Público taurino

Por: RAFAEL MARTÍNEZ-SIMANCAS

Una vez le preguntaron a Curro Romero qué público prefería para sus faenas, si el de Las Ventas de Madrid o el de La Real Maestranza de Sevilla, y el torero respondió: «A mí el público que me gusta es el del tenis porque están callados y aplauden lo justo». Pero eso ocurrió hace mucho, cuando Juan José Castillo narraba las jugadas como un gentleman de la televisión en blanco y negro, prodigiosa voz la suya que hacía más estilizadas las voleas de Santana, fue él quién patentó aquella expresión multiusos: «¡Entró, entró!» En aquellos tiempos si alguien tosía en mitad de un set se le echaba de la pista entre murmullos de desaprobación. Ahora es distinto: el respetable que acude a las canchas lo hace para disfrutar del espectáculo en su sentido más lúdico, incluso con bocinas futboleras.
Pretender que el personal en La Cartuja guarde un circunspecto silencio como en Wimbledon es una estupidez.

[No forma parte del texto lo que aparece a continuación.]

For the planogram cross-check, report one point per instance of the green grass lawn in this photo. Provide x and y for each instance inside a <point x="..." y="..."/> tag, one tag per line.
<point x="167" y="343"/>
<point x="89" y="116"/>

Y estoy convencido de que para los jugadores es un festival de adrenalina sentir el aliento colectivo de una masa que ruge; Rafael Nadal disfrutaba con los coros palmeros que le hacían desde las gradas, y torero él se sintió más sobre albero maestrante que sobre tierra batida, ahí se le vieron quites y adornos, escenas de peligro y también toreo de salón. Sevilla ha dado ejemplo de cómo se puede remendar un deporte creado por los británicos para las aburridas tardes de té y risitas a media voz, para dotarlo de sangre española en las venas. Lo que se vive en el pabellón es un ambiente de final copera que le da otro aire distinto, más vivo. Nada que ver con los aplausos rácanos de Roland Garros, donde acude el pijerío parisino para estampar las gradas con los colores de moda. En Roland Garros hay gente que parece bajada de un cuadro, sólo les falta ponerse un marco para subrayar la indiferencia burguesa, esa apatía natural que viene con los cromosomas y distingue del pueblo llano. Me refiero a ese amplio colectivo de los «antes muerta que sencilla».

Sevilla es otra cosa. Lo sabían los organizadores, habían calculado muy bien la presión que podía ejercer el público y buena parte del éxito del equipo español es suyo. Cuando convenía a Nadal y Moyà, el público hacía el campo más ancho y luego lo estrechaba para defender, es un simple ejercicio de práctica con el diafragma, cuestión de retener la respiración en el momento oportuno. Y luego «un poquito de por favor», un «oé, oé, oé» para minar la moral estadounidense.

Este sentido lúdico del tenis, tan distinto a cómo era, tiene un lado negativo para el juez de silla. El del partido Nadal-Roddick habrá terminado sordo, los tímpanos huecos como si alguien hubiera hecho una mudanza en el interior de las orejas. El pobre hombre intentaba poner orden con el protocolo habitual pero sus «silencio, please. Grasiasss», acento de Wisconsin, sólo contribuían al cachondeo general. Tan quemado salió que me cuentan que se va a pasar a la petanca, al menos allí las bolas caen sobre un suelo mullido y la gente se excita menos.